Tuesday, September 23, 2008

Old Guard vs New Guard

VS

#1 Revolver (The Beatles) vs #16 Palo Santo (Shearwater)

In what will undoubtedly be a recurring theme of this blog, this is a match up of the old vanguards of my music taste and the torchbearers of the new. The Beatles obviously need no introduction, other than to say they were my first favorite band and introduced me to rock music (no small task). Shearwater, which I discovered as a side project for current fave Okkervil River (whom they have since completely separated from), is a new love of mine, and it started with this album.

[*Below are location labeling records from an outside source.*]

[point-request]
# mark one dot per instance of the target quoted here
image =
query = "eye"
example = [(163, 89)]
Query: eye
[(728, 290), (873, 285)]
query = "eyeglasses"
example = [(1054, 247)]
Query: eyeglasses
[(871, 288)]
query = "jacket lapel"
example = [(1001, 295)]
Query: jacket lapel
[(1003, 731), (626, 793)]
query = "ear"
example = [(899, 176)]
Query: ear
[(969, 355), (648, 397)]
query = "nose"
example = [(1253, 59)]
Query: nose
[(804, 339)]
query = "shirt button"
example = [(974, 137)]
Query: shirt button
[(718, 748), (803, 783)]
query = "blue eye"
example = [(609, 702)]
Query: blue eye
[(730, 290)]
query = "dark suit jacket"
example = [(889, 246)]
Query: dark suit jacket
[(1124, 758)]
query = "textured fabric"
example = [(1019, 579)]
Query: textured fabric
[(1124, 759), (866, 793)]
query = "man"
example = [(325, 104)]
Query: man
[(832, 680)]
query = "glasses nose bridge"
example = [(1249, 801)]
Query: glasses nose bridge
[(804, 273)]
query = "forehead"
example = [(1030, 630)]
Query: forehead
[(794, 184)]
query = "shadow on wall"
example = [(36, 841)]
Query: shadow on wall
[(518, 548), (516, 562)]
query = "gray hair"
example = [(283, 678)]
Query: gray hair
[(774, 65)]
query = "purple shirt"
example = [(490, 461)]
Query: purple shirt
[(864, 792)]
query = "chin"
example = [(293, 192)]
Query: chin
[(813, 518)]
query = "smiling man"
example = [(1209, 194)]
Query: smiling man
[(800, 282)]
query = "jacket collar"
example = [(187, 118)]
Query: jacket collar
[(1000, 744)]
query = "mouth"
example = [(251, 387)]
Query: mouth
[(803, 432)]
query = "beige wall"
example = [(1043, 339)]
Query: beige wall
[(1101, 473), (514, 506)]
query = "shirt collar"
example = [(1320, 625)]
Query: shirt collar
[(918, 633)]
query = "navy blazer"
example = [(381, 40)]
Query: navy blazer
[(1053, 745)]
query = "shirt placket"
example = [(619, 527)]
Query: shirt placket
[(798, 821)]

The Arugments: Palo Santo (which apparently is actually a concept album loosely based on the life of Nico (0f Velvet Underground and Nico fame) is the perfect album for being stuck in a cabin (or apartment) on a brutal winter day, and makes a surprisingly good companion to certain winter oriented fantasy novels I may or may not have been reading when I discovered it. With its string arrangments, imagery of wolves and unicorns, winter and storms, the band, led by multi-instrumentalist Jonathan Meiburg and his soaring voice, can sound positively medieval at times. The lyrics are erudite and dense, and while not always accessible always conjure haunting and evocative images to go along with the often strange melodies that can be expected from a band that features instruments from cellos to banjos to pipes, and who is anchored not by a drummer but a "percussionist". Its a great album with a number of great songs, and five years from now will undoubtedly mean even more to me.

Unfortunately, it draws a matchup against a band that probably means more to me than any other (with the possible exceptions of weezer and smashing pumpkins, but we'll get there). The problem I've always had with the Beatles is that while I have the utmost respect for their entire catalog (at least post Please Please Me) its always been a challenge picking out a favorite anything...no one song is so above the rest that it can be singled out, and while each album has a ton of classic tracks and wonderful experimentation and the fact that it is by the Beatles going for it, listening to Revolver again I was reminde how much of it I actually don't like. While the last half of Revolver (with the possible exception of Dr. Robert) is unimpeachable, the first half is hit or miss, with absolute classics (Eleanor Rigby) sharing space with what, by the Beatles standards, can only be considered duds (Taxman? please). Taken in context, Revolver deserves its ranking...both on my list, and on most professional "Best of All Time lists" where it consistently is in the top three, and often number 1. It was revelatory for me, as a pre-teen, and trying to imagine how it sounded in 1967, with songs that featured only strings (on a rock album!) a sitar, and closed with a track that I think is at least partly if not awfully responsible for much of psychadelia and (and perhaps even some techno) ("Tomorrow Never Knows") is nearly impossible...as even a dabbler in rock history, the one-two combination of this and Sgt Peppers later that year must have been like the advent of technicolor...it was like a whole different medium. There are also songs that I still love as songs..."For No One" is certainly one of my favorite tracks of all time, and again, the last handful of tracks featuring "And Your Bird Can Sing" and "I Want to Tell You" are just great.

Score: Revolver is good enough, and historical enough, to beat an upstart like Palo Santo, but not by as much as it should, and my overall level of enjoyment while listening through it again does not bode well for this number 1 seed to make it as far as it seems like it should.